Quelque quinze ans plus tard, notre Verdun de l’esprit se fait toujours attendre. Les raisons de rester rebelles, en revanche, ne manquent pas. Dans ce numéro, nous vous présentons le combat du diacre fribourgeois Daniel Pittet contre les abus sexuels, qui ont détruit tant de destins dans l’Église et ailleurs. Mais nous évoquons aussi l’un des étranges produits de notre époque : un curieux progressisme autoritaire, qui colonise jusqu’aux assiettes des étudiants de l’Université de Neuchâtel. En ces lieux, plus question en effet de manger autre chose que du tempeh ou du tofu, bref des mets végétaliens, dans les cafétérias. Parce que tel est visiblement le sens de l’histoire.

Bien sûr, voilà une affaire qui sonne moins dramatique que le bruit des schrapnels dans une

bataille en Lorraine ou les vies brisées par des pervers. Ne sous-estimons toutefois pas la portée du symbole : d’autorité, voici un lieu dédié aux études – bon nombre de futurs journalistes y sont d’ailleurs formés – qui décide pour toute une population ce qu’elle peut moralement se permettre de manger. Comment imaginer qu’elle se privera de dire demain à ces gens ce qu’ils ont le droit de penser ?

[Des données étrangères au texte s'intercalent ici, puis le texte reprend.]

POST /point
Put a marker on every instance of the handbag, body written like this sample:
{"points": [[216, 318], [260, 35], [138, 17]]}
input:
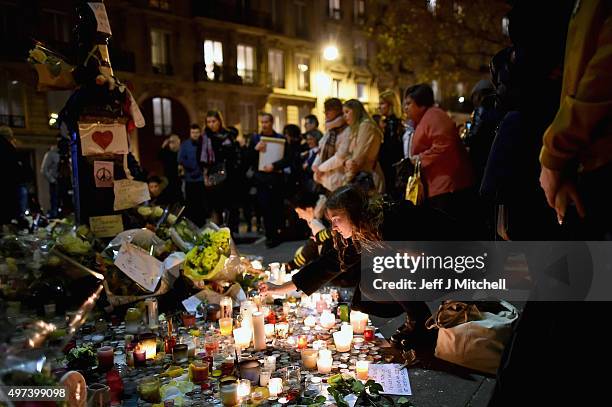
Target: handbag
{"points": [[415, 191], [217, 175], [471, 335]]}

Une paresse terrible pousse le camp conservateur à voir du wokisme partout. C’est une erreur car on ne sait pas bien au juste ce que renferme cette notion, la plupart du temps inopérante. Ce qui nous menace, c’est un autoritarisme qui ne se cache même plus, et que l’odeur du progrès ne suffit plus à rendre désirable.

Le tofu n’est pas un aliment désagréable. Il se périme toutefois vite, comme les idéologies sorties d’un chapeau progressiste. Mais frit et nappé d’une sauce aromatique – on peut penser à la préparation « général Tao » – voici un mets qui peut se révéler agréable. Pour peu évidemment qu’il ne nous soit pas imposé.

Pour peu, aussi, qu’il ne s’impose pas comme le symbole d’une époque désespérément sans saveur.

Ernst Jünger vers 1920. Guerrier héroïque, anarchiste conservateur, écologiste avant l’heure.